Tuesday, September 2

Applet Patent War Brewing for a Long Time

Microsoft should have seen this patent war coming. Note this August 28, 1995 (!) article in Business Week for another trip down memory lane:
Inter@ctive Week
August 28, 1995
Patent War Pending Over 'Applets'
By Paul Noglows

The price of winding through the Internet may be going up, if a small Chicago company succeeds in its attempt to extract licensing fees for inserting small computer programs into the software used to browse the World Wide Web.

Eolas Technologies Inc. announced last week that it has completed a licensing agreement with the University of California for the exclusive rights to a pending patent covering the use of embedded program objects, or "applets," within Web documents. Applets are poised to be the next big thing in Web browsers by making them truly interactive. Applets are tiny programs that will be downloaded automatically to a computer when a user wants to do something interactively with a browser, such as update a portfolio of stocks or hear a sound clip.

If the patent is granted -- an application from the University of California is under review by the U.S. Patent Office -- Eolas stands to become a big company quickly by deriving a licensing fee from any outfit that supplies or uses applets.

Most affected will be browser companies, such as Netscape Communications Corp., Spyglass Inc. and Sun Microsystems Inc. Sun engineers, for instance, have been among the pioneers of the incorporation of applets into browsers, through Sun's Java programming language. Java is the basis for Hot Java, Sun's interactive browser, introduced earlier this year. Netscape also has said it will incorporate Java and its applet technology into the popular Navigator browser, which accounts for about three-fourths of all requests from Web servers.

Michael Doyle, chairman, chief executive and co-founder of Eolas and the former director of the UCSF Academic Computing Center in San Francisco, contends that his team of researchers invented the applets technology in 1993.

"Individuals involved at Netscape, Spyglass and Sun Microsystems saw our demonstrations in 1993," Doyle says. "Our technology has been widely discussed over the last year and we are not new players in this arena. There's a perception that Java was there first, but that's simply not the case." Doyle says Eolas has been in discussions for months with user companies regarding both the licensing of the underlying technology (which his company has trademarked as Weblets) and associated products.

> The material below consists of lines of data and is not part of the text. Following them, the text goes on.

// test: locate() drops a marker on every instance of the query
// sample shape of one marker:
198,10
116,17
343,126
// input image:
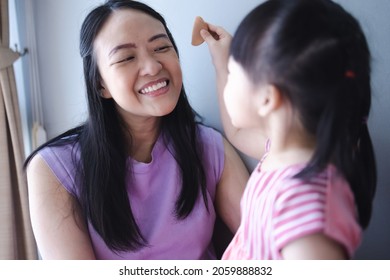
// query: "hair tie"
350,74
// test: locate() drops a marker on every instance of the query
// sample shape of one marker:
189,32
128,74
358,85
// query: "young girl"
299,81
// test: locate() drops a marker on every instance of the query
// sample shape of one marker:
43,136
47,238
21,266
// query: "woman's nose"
150,66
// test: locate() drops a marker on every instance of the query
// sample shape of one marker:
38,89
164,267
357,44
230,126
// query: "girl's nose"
150,66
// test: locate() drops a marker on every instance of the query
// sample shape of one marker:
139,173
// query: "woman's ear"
104,92
270,100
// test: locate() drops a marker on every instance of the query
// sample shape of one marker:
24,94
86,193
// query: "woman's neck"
144,134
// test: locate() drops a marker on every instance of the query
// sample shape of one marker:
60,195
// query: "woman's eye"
129,58
163,48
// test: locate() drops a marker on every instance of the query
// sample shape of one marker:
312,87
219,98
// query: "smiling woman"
142,178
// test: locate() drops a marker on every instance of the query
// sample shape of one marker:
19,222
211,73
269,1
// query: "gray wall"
57,28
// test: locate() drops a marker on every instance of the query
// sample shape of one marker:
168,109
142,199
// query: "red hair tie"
350,74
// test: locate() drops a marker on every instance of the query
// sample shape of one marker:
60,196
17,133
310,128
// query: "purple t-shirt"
153,192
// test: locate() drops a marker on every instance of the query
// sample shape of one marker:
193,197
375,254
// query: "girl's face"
240,97
138,65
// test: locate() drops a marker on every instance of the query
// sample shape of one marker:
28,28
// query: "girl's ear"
270,100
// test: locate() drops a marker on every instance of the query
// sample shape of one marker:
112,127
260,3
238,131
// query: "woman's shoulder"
208,133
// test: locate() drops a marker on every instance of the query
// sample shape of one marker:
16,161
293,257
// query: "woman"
140,178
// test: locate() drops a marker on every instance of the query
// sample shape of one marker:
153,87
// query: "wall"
57,28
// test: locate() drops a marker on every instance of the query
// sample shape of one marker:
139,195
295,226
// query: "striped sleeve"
299,210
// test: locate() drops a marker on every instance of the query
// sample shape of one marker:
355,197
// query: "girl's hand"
218,41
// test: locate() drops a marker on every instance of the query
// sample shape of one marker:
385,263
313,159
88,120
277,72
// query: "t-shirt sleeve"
61,162
321,205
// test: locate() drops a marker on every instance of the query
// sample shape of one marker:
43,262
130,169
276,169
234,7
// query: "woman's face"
138,65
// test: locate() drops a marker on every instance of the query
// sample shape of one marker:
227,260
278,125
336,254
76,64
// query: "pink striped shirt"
277,209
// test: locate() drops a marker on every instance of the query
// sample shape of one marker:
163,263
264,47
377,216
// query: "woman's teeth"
154,87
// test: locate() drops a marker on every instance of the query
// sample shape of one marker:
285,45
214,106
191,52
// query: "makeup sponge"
199,24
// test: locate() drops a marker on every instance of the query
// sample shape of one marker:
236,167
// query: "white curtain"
16,237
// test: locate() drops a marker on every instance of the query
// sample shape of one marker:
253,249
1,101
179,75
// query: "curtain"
16,237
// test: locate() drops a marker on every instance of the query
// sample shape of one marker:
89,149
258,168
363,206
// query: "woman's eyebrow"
132,45
122,46
158,36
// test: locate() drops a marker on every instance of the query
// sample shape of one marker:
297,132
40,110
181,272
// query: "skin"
252,113
133,53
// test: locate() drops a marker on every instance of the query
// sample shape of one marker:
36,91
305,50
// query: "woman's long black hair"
103,138
316,54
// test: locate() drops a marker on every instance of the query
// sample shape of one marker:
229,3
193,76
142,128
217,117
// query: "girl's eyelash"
163,48
126,59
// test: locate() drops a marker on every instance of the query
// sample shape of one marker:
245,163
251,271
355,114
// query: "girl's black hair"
103,138
316,54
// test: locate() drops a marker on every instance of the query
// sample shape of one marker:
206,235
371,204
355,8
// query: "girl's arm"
314,246
59,228
230,188
248,141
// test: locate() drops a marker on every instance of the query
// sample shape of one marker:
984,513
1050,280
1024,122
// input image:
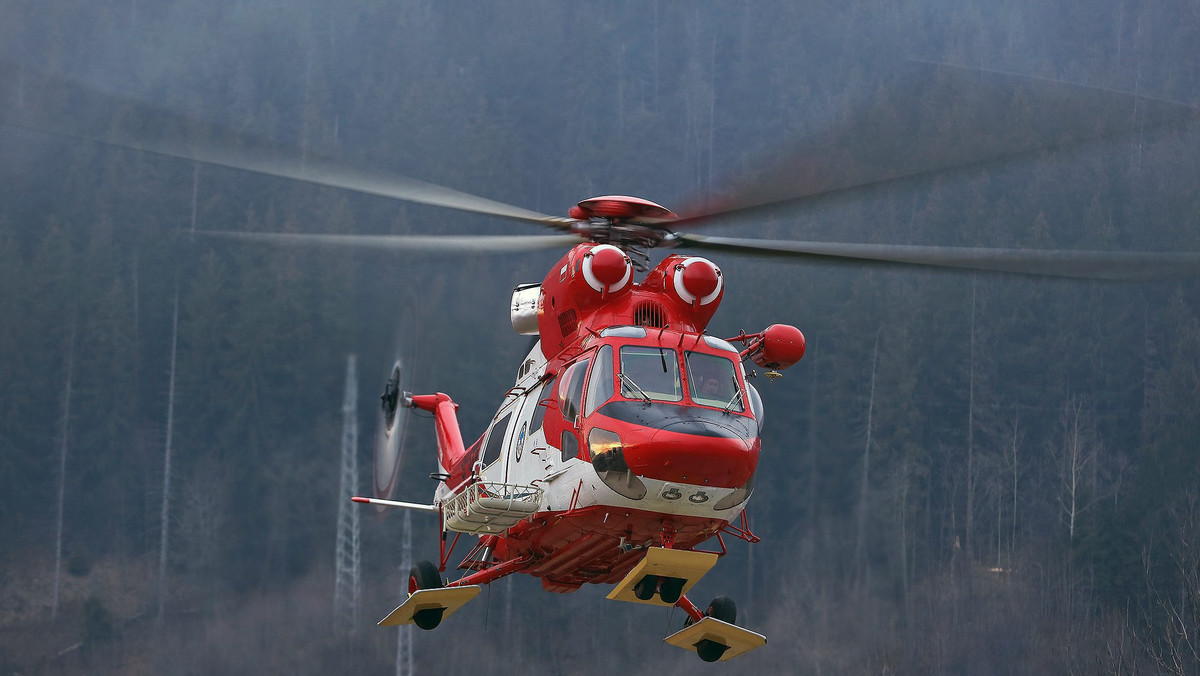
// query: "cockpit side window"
600,388
570,390
539,411
649,374
496,440
713,381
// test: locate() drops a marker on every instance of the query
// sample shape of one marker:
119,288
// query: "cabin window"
539,408
600,388
570,446
570,390
713,381
495,442
651,374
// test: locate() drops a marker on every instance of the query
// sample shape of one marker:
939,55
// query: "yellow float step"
688,566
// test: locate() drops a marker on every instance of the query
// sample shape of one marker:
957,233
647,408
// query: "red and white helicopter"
630,437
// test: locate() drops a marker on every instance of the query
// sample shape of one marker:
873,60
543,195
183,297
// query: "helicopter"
630,437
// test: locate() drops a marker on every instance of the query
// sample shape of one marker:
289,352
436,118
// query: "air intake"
651,315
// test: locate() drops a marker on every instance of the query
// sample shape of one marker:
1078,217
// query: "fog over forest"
967,473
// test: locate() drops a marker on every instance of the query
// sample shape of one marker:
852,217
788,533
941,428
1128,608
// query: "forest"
967,473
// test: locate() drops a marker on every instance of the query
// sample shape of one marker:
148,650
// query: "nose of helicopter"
696,452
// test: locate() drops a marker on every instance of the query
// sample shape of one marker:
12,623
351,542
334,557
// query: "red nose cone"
607,264
700,279
718,461
781,347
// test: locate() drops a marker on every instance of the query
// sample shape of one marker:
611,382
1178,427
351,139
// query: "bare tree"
1171,623
1075,464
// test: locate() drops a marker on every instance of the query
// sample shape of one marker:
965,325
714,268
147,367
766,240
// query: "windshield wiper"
737,396
630,382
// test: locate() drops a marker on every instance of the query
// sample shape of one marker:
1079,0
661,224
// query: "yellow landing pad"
450,598
739,640
689,566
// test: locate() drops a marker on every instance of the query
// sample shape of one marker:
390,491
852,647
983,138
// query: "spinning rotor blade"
430,244
1119,265
69,109
999,118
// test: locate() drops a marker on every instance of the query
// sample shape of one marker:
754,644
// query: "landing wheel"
425,576
720,608
646,587
671,588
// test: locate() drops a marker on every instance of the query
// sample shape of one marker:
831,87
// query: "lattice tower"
347,588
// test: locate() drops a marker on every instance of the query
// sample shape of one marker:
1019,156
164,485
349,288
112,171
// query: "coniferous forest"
967,473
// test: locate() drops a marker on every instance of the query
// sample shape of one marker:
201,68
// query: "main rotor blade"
1119,265
426,244
907,135
63,108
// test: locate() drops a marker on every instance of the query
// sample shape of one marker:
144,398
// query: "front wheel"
724,609
425,575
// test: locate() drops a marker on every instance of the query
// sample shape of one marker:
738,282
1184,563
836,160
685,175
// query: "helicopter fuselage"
630,425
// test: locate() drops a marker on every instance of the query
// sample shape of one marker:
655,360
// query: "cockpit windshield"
712,381
651,374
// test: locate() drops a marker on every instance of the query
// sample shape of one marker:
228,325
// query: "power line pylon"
347,588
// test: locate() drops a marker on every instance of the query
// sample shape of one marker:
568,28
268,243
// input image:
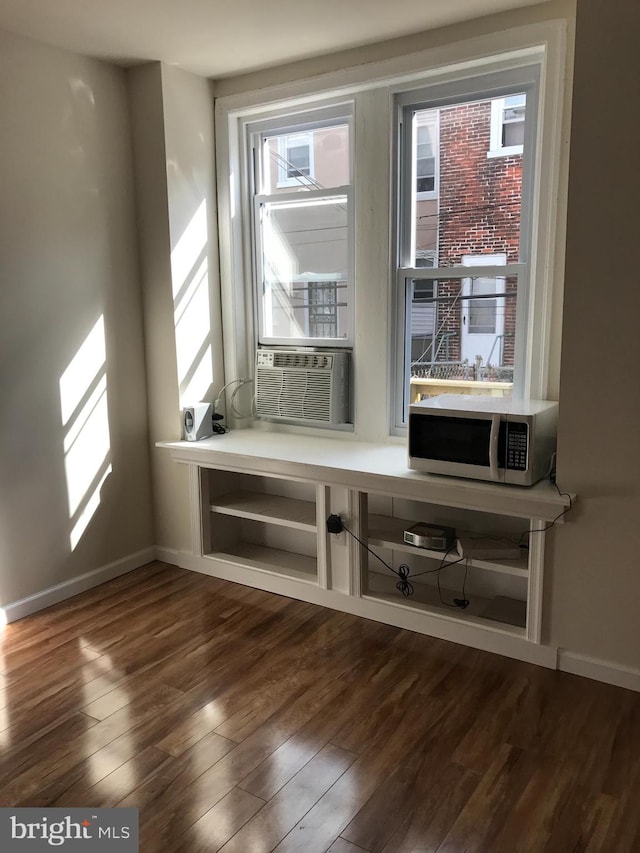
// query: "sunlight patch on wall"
85,418
192,316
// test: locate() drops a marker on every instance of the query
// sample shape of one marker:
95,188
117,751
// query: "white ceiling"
218,38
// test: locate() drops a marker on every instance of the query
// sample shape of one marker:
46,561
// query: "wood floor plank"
263,832
220,823
237,719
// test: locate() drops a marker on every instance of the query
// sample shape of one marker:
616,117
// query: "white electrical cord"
240,383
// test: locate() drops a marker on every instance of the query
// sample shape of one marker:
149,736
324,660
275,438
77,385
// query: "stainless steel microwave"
484,438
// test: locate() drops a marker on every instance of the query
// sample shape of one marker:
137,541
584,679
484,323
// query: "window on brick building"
463,315
507,125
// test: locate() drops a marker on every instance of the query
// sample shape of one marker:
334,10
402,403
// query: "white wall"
595,573
68,264
172,116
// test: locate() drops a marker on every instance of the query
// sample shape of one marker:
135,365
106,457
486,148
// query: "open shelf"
275,509
272,560
388,532
500,612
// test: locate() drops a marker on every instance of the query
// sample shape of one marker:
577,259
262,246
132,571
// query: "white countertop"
366,466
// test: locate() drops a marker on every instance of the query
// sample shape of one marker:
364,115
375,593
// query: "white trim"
67,589
599,670
372,83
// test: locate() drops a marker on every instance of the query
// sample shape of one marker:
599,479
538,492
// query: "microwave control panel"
517,445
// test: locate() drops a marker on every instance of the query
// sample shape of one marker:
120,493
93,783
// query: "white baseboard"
54,594
172,556
599,670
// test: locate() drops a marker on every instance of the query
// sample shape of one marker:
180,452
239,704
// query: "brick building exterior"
478,214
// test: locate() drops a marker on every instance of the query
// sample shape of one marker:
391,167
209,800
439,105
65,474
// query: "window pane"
314,159
304,268
476,206
462,334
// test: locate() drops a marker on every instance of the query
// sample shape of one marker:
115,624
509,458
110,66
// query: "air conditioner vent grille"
301,386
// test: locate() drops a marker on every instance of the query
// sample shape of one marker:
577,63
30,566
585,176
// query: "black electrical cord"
403,571
550,524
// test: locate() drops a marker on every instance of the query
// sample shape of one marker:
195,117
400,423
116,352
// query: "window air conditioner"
302,386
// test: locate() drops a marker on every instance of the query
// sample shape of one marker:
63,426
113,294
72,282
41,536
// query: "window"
302,234
426,140
454,283
294,157
507,125
461,329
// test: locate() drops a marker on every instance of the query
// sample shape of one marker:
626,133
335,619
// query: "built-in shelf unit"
259,505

While Eolas plans to provide royalty-free licenses to individual and academic users of applets, commercial users would be charged for each piece of software that uses the embedded applications. That charge could range from 50 cents per piece of software for heavy users (on the order of 1 million units) all the way up to $5 per unit for more limited usage.

Users of applets were reticent to discuss the University of California's patent application or Eolas' licensing plans. Spyglass spokesman Randy Pitzer says his company will wait to see if the patent is granted before commenting.

A Sun representative said the company is reviewing the patent application, and any comment now would be premature. Netscape spokeswoman Kristina Lessing says her company would like to review the patent but has not been in negotiations with Eolas.

Despite these companies' current public caution, some experts expect them to vehemently oppose any development that takes money out of their pockets. Whether a patent will be granted is anyone's guess. While Doyle says the University of California spent months researching the issue of whether the technology could be patented, the U.S. Patent Office has had a particularly difficult time in administering software patents. For instance, the Patent Office at one point issued Compton's New Media a patent for the concept of combining digital graphics, video, sound and text into "multimedia" presentations, only to rescind it later; Compton's is appealing that decision.

Eolas has not yet determined whether it will make its patent application public.

Doyle says applets could transform the Web into the preferred means for achieving interactive computing. That's because applets can run either on individuals' desktops or portable computers, or on more powerful computers in networks, known as servers. The user never knows whether the applet runs locally or remotely.

For that reason, Doyle says, the concept of an operating system can now be expanded beyond a program that runs on an individual machine to encompass large numbers of cooperative programs running on a web of computers all over the world.

"The World Wide Web becomes the operating system and the Internet becomes the computer," Doyle says.

Accordingly he adds, this Web operating system will eventually make irrelevant the issue of whether users are running Windows, Macintosh or Unix operating systems for their workstations.

David Bennahum, author of the upcoming book Coming Of Age In Cyberspace, says existing operating system vendors could be hurt. "Who's left out in the cold in this new era? Folks who invested heavily in the personal computer paradigm. No one invested more than Microsoft," says Bennahum.

The acronym Eolas stands for Embedded Objects Linked Across Systems and is also the Gaelic word for Knowledge.